Envestnet | Yodlee finds most fintechs and banks see themselves as the main beneficiary of Open Banking
As financial service providers look toward the future, they have a positive outlook on the benefits of open banking. But they agree that there needs to be more regulation put in place, and they also see data security and privacy as the biggest challenges to embracing open banking, according to Envestnet | Yodlee’s State of Open Banking Research. Envestnet | Yodlee surveyed over 200 decision makers from U.S. banks, wealth management, and FinTech firms on their expectations regarding open banking in the near-term and long-term.
92% of those surveyed agree that consumers are the ultimate beneficiary of open banking. When asked who would benefit the most aside from consumers, the majority of bank and FinTech leaders felt that their own financial services sector would be the primary beneficiary. Over half of FinTech leaders (54%) felt that they would benefit the most, and over half of bank leaders (57%) felt that the combination of global, national and regional/community banks would benefit the most. While a quarter (25%) of wealth management leaders think open banking will benefit them.
When asked how important is the advancement of open banking with regard to the following factors, respondents found all of these factors very to extremely important:
- Generate new business models/revenue opportunities: 83%
- Strengthen their relationship with customers: 81%
- Stay competitive against disruptors: 78%
- Fuel customer acquisition: 78%
- Expand access to underserved or new target customers: 76%
- Improve customers’ financial well-being: 73%
“Ultimately open banking is about empowering choice for the achievement of positive financial outcomes for consumers, and also for innovators to safely engage in the financial ecosystem. Banks and wealth management firms will be able to build and leverage a greater array of solutions to better service their customers’ needs with confidence and less risk,” says Chad A. Wiechers, Senior Vice President of Data Acquisition and Management, Envestnet | Yodlee.
The open banking opportunity
Virtually all (99%) of the leaders surveyed believe that open banking provides an opportunity for their organisation to leverage, with 59% seeing that opportunity as having a potentially high impact. And because of that, 66% of financial service providers have already launched or have plans in the works to launch open banking initiatives within the next 18 months. Additionally, 56% of the total respondents have or expect to phase out screen scraping within the next 18 months.
While only 21% of all respondents see open banking as having a significant impact on their business in the next 12 months, that level jumps to 59% in the next 5 years. As a group, 70% of FinTech leaders are expecting at least a significant impact by then.

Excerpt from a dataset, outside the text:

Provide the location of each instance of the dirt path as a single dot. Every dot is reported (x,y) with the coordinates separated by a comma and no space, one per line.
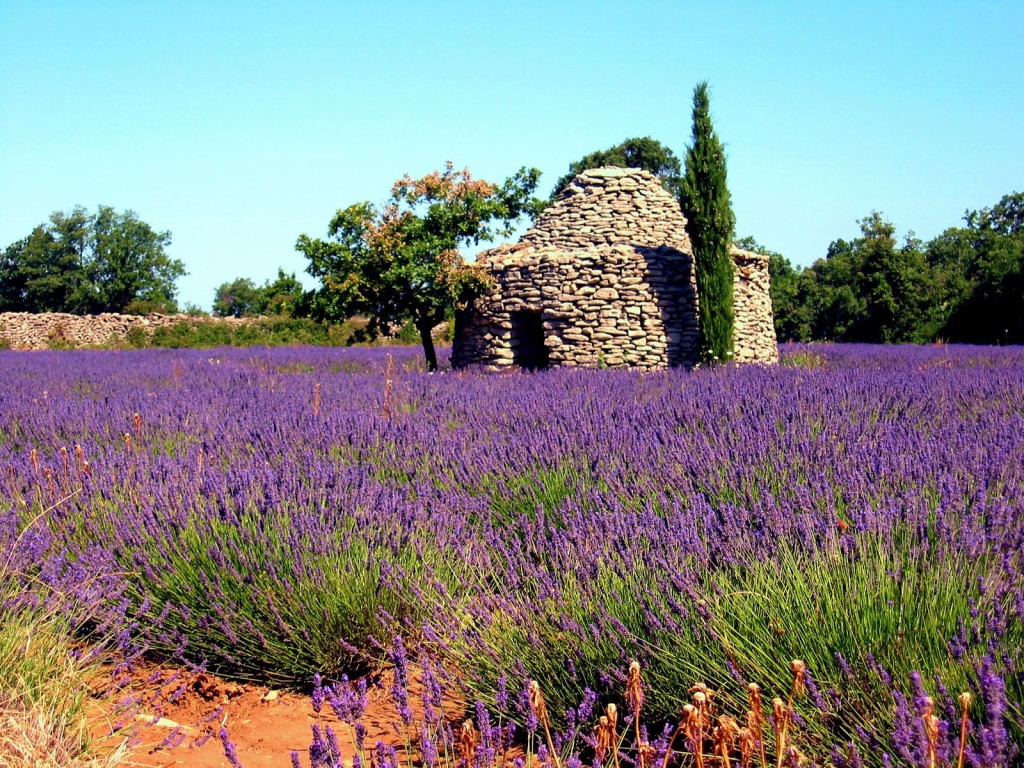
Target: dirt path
(175,716)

Where they see opportunity, they see risk
With that opportunity as a backdrop for open banking, the leaders are also mindful of associated risk, with 83% seeing either moderate or high risk from introducing open banking. And FinTechs are the most concerned, with 33% seeing high risk while only 21% of banks feel that way. Interestingly, 81% of all respondents believe that consumer financial data access and sharing could benefit from greater regulatory certainty.
When asked what the biggest challenges are in adopting an open banking strategy at your organisation, data security (48%) and privacy (39%) were identified as the top two. Importantly, only 8% felt that a lack of openness to partnerships was a challenge, meaning 92% are seemingly open minded to partnerships.
“We can all agree that the consumer will be the big winner when it comes to the adoption of open banking,” says Wiechers. “The broader data supports what we are already seeing in the market, banks are open to partnerships to enable trusted consumer permissioned access to data for their consumers to share their financial information with the financial app of their choice as they seek to ultimately improve their financial wellness.”